AI Learns Math First, Then Everything Else

Large language models are becoming increasingly capable of complex reasoning, but most training approaches focus narrowly on single domains like coding or mathematics. A new method demonstrates that starting with math training creates a foundation that transfers effectively to diverse reasoning tasks, from scientific questions to programming challenges.

The researchers discovered that a curriculum beginning with mathematics reinforcement learning, followed by joint training across multiple domains, produces compact models that match or exceed the performance of larger specialized systems. Using Qwen3-4B and Llama3.1-8B models, their approach achieved competitive results across math, coding, STEM, logic, simulation, and tabular reasoning benchmarks while requiring minimal modifications to the base architecture.

The methodology follows a three-stage process. First, models undergo cold-start supervised fine-tuning on math problems to expose reasoning patterns. Second, they receive reinforcement learning specifically in the math domain using DAPO (Distributed Advantage Policy Optimization), which filters groups of responses to ensure meaningful learning signals. Finally, the models engage in joint reinforcement learning across six domains: math, STEM, coding, simulation, logic, and tabular reasoning. The system uses three evaluation methods: rule-based matching for structured answers, model-based assessment for free-form responses, and execution-based testing for code.

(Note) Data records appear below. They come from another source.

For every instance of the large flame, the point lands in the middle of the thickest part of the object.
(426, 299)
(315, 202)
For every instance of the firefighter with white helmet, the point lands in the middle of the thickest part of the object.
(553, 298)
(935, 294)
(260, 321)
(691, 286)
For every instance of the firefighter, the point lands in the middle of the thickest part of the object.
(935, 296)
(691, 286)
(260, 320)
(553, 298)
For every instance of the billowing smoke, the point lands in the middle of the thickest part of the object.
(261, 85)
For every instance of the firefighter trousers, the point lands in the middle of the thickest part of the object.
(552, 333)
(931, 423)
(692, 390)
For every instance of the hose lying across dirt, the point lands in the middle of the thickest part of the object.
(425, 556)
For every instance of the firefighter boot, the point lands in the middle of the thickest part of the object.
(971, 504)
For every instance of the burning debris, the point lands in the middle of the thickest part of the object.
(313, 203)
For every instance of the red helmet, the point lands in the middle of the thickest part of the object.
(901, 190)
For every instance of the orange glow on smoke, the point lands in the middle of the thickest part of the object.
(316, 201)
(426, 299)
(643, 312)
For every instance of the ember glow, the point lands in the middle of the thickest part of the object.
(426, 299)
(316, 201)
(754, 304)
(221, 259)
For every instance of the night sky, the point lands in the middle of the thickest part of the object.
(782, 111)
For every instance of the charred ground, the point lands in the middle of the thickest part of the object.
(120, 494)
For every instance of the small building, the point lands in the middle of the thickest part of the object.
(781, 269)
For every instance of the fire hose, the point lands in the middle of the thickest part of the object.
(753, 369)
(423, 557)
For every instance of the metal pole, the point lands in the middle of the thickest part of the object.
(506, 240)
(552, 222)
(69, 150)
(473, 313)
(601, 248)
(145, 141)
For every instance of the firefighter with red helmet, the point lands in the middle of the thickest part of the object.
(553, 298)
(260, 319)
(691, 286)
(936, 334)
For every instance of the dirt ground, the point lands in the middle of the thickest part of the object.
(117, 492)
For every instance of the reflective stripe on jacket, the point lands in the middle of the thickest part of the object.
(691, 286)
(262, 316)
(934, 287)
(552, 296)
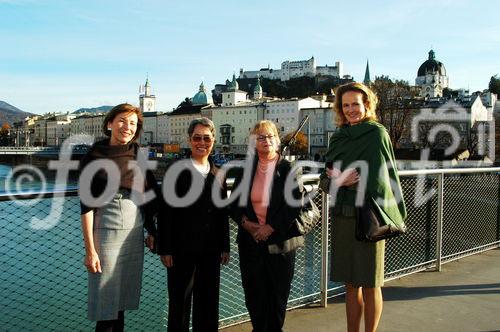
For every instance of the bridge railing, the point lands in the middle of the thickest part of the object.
(452, 213)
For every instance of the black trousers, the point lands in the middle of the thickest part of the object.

Results show consistent improvements across domains. The curriculum-trained Qwen3-4B model achieved 86.0% on MATH500 (compared to 77.25% for baseline models), 58.08% on HumanEval coding tasks, and 39.60% on GPQA scientific questions. For Llama3.1-8B, the approach yielded 74.40% on MATH500 and 60.40% on HumanEval. Analysis revealed increased usage of advanced reasoning skills like backtracking and verification in curriculum-trained models, with backtracking frequency rising from minimal levels to 20-30% in some domains. The math-first stage proved particularly crucial—removing it caused performance drops across most benchmarks.

This approach matters because it demonstrates that mathematical reasoning serves as an effective driver for discovering core cognitive skills that transfer to other domains. For practical applications, this means AI systems could become more versatile without requiring massive scale or domain-specific training. The method's backbone-agnostic nature makes it accessible for various model architectures, potentially enabling more efficient AI development.

The research acknowledges several limitations. The approach shows varying effectiveness across domains, with logic tasks requiring more domain-specific training even after the curriculum. Performance improvements aren't uniform—some coding benchmarks showed temporary regression during math-focused training before recovering in joint training. The method also relies on the availability of high-quality, verifiable reward signals across domains, which may not exist for all real-world applications.